Corner lots. Fences, walls and landscaping located on corner lots shall meet the requirements of § 264-34, Obstruction to vision at corner lots.
D. 
Materials and construction. Barbed wire, chicken wire, pallets, plywood, sheet metal, and construction fencing shall not be used as a fencing material or as any part of a fence.
E. 
Orientation. The finished or ornamental side shall face out from the property.
The street side-yard must be a minimum of eight feet or 10% of the lot width, whichever is greater. The RH-2 District is exempt from this requirement.
A. 
On any corner lot on which a front yard is required by this chapter, no fence, wall or other obstruction exceeding four feet in height above the established grade shall be grown, maintained or erected within 20 feet of the intersection of the curblines forming such corner.
B. 
The only exceptions shall be existing structures or trees where the foliage shall be at least eight feet above grade or except as otherwise provided in § 264-32 along a four-foot fence if such fence is no more than 70% opaque.

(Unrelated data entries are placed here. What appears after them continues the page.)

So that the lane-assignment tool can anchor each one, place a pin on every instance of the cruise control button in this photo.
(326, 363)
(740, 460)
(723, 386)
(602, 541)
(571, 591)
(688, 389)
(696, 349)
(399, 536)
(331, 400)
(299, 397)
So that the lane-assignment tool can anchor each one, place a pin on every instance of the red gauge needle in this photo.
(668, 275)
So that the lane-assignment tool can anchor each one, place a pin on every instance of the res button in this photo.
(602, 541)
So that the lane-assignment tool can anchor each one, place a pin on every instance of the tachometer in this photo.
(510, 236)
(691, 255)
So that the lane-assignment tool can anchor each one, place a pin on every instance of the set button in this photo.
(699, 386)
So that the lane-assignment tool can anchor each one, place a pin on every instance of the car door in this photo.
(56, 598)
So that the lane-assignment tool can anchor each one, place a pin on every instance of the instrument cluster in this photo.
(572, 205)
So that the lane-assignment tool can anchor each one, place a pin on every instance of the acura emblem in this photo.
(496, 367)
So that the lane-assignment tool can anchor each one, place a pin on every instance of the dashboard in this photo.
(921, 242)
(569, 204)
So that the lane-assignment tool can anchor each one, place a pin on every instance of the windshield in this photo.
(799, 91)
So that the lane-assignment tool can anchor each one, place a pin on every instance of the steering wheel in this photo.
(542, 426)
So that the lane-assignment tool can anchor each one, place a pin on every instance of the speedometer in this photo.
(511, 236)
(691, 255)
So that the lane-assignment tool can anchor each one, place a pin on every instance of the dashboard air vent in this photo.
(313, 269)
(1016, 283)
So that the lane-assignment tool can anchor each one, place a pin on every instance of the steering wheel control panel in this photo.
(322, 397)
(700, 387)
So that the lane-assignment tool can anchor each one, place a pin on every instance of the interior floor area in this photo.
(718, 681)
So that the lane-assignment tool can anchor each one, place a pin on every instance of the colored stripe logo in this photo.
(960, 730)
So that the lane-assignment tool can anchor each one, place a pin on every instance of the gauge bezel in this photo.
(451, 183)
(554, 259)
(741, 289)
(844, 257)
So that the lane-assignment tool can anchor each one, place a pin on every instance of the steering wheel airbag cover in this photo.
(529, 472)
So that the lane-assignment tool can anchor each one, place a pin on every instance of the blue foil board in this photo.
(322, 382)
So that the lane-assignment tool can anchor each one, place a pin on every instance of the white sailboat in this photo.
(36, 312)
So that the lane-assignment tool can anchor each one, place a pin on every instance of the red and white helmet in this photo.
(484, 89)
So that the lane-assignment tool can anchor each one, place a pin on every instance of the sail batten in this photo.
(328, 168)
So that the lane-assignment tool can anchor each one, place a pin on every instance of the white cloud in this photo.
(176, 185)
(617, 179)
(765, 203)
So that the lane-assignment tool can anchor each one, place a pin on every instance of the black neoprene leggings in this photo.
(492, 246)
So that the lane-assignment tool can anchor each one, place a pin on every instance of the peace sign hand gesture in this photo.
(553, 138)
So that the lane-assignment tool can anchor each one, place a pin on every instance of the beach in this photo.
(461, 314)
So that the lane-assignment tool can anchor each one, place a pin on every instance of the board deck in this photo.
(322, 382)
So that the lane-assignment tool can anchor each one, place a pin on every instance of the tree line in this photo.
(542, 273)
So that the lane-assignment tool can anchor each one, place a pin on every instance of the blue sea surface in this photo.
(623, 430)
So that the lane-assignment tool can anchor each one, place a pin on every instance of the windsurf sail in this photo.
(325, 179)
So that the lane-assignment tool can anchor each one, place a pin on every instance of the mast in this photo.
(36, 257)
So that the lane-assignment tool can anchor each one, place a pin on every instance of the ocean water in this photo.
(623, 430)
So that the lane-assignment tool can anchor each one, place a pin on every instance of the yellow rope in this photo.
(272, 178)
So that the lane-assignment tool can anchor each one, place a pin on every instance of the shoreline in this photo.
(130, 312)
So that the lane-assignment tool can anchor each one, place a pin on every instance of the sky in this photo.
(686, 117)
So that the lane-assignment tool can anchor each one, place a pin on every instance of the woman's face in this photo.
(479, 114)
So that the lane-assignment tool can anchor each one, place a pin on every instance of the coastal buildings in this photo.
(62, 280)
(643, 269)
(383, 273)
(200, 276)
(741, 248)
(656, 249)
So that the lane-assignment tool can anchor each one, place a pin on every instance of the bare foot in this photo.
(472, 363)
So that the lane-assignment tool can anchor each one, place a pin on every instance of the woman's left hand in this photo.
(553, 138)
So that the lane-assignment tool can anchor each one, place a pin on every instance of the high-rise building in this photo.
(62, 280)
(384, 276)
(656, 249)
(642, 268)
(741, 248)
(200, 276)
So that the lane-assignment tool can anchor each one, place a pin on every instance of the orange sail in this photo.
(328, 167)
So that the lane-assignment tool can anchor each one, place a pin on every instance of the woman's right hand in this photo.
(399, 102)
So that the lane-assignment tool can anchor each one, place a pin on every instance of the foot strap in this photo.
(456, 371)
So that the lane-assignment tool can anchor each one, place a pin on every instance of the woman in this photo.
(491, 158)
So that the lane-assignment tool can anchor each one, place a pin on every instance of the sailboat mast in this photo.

If, at time of the adoption of this chapter, the lots comprising 50% or more of the frontage of one side of any street between two intersecting streets are improved with buildings, a majority of which have observed an average front yard having a variation in depth of not more than six feet, the front yard so established shall apply to new buildings and alterations.
Where the side or rear yard in a nonresidential district abuts a side or rear yard of a lot in a residential district, there shall be provided along such abutting lot line or lines a side or rear yard at least equal in depth to that required in the residential district. In no case, however, shall the required abutting side or rear yard be less than 15 feet. Further, no accessory uses or structures, including parking areas or access drives, may be established or constructed within 15 feet of such side and rear abutting lot line.